The following figure shows the architecture of StarRocks.
FE and BE
FEs are responsible for metadata management, client connection management, query planning, and query scheduling. Each FE stores and maintains a complete copy of metadata in its memory, which guarantees indiscriminate services among the FEs. FEs can work as leaders, followers, and observers. Followers can elect a leader according to the Paxos-like BDB JE protocol. BDB JE is short for Berkeley DB Java Edition.
- The leader FE is elected from follower FEs. To perform leader election, more than half of the follower FEs in the cluster must be active. When the leader FE fails, follower FEs will start another round of leader election.
- The leader FE reads and writes metadata. Follower and observer FEs can only read metadata. They route metadata write requests to the leader FE. The leader FE updates the metadata and then uses BDE JE to synchronize the metadata changes to the follower and observer FEs. Data writes are considered successful only after the metadata changes are synchronized to more than half of the follower FEs.
- Followers can only read metadata. They synchronize and replay logs from the leader FE to update metadata.
- Followers participate in leader election, which requires more than half of the followers in the cluster be active.
- Observers are mainly used to increase the query concurrency of the cluster.
- Observers do not participate in leader election and therefore, will not add leader selection pressure to the cluster.
- Observers synchronize and replay logs from the leader FE to update metadata.
BEs are responsible for data storage and SQL execution.
Data storage: BEs have equivalent data storage capabilities. FEs distribute data to BEs based on predefined rules. BEs transform the ingested data, write the data into the required format, and generate indexes for the data.

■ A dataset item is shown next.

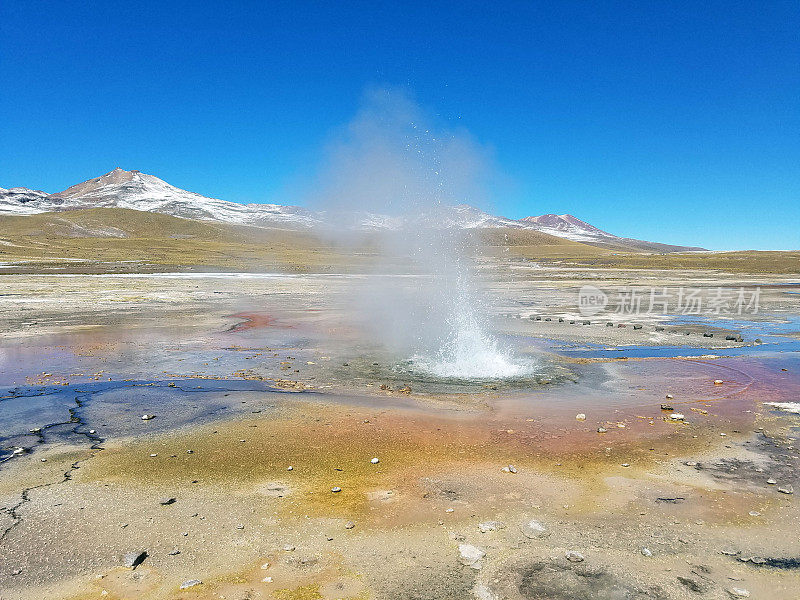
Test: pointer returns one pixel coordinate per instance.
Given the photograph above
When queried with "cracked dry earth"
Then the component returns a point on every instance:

SQL execution: When an SQL query arrives, FEs parse it into a logical execution plan according to the semantics of the query, and then transform the logical plan into physical execution plans that can be executed on BEs. BEs that store the destination data execute the query. This eliminates the need for data transmission and copy, achieving high query performance.
StarRocks is a column-oriented database system. It uses the partitioning and bucketing mechanism to manage data. Data in a table is first divided into multiple partitions and then into multiple tablets. Tablets are the basic logical units of data management in StarRocks. Each tablet can have multiple replicas that can be stored across different BEs. You can specify the number of tablets and leave StarRocks to take care of the tablets.

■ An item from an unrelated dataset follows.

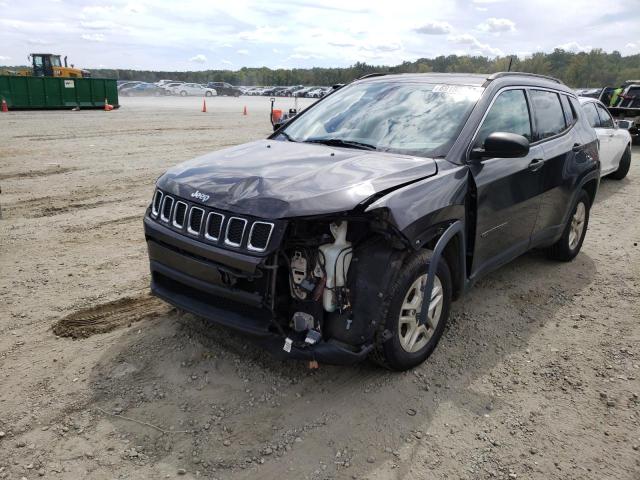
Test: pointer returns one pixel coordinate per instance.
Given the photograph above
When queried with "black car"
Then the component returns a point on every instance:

Partitions and tablets reduce table scans and increase query concurrency. Replicas facilitate data backup and restoration, preventing data loss.

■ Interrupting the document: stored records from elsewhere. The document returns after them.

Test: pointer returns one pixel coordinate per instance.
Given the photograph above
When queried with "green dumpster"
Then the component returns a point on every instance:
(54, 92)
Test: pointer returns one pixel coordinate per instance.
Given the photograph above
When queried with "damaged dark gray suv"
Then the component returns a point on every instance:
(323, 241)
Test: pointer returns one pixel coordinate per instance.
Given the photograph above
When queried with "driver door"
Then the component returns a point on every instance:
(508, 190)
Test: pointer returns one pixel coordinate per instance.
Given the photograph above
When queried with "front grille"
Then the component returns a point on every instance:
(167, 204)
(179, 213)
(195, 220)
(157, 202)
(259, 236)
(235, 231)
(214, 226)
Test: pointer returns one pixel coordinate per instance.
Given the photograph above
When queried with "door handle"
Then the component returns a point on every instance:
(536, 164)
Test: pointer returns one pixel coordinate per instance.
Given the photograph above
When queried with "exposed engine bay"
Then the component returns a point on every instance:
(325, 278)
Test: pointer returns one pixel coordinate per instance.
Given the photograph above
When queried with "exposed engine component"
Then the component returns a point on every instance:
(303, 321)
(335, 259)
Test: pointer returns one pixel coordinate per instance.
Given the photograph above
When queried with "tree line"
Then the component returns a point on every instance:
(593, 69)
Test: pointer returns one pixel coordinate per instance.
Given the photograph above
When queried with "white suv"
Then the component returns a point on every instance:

In the following figure, the table is divided into four partitions based on time. Data in the first partition is further split into four tablets. Each tablet has three replicas, which are stored on three different BEs.
Since one table is split into multiple tablets, StarRocks can schedule one SQL statement to all the tablets for parallel processing, fully utilizing the computing power of multiple physical machines and cores. This also helps offload the query pressure to multiple nodes, increasing service availability. You can add physical machines on demand to achieve high concurrency.
The distribution of tablets is not affected or confined by physical nodes. If the number of BEs changes (for example, when you add or remove a BE), ongoing services can proceed without any interruption. Node changes will trigger automatic migration of tablets. If BEs are added, some tablets will be automatically migrated to the new BEs for more even data distribution. If BEs are removed, tablets on these BEs will be automatically migrated to other BEs, ensuring unchanged number of replicas. Auto tablet migration helps easily achieve auto scaling of StarRocks clusters, eliminating the need for manual data re-distribution.
StarRocks uses a multi-replica mechanism (3 by default) for tablets. Replicas ensure high data reliability and service availability. The failure of one node will not affect the availability of the overall services. You can also increase the number of replicas to achieve high query concurrency.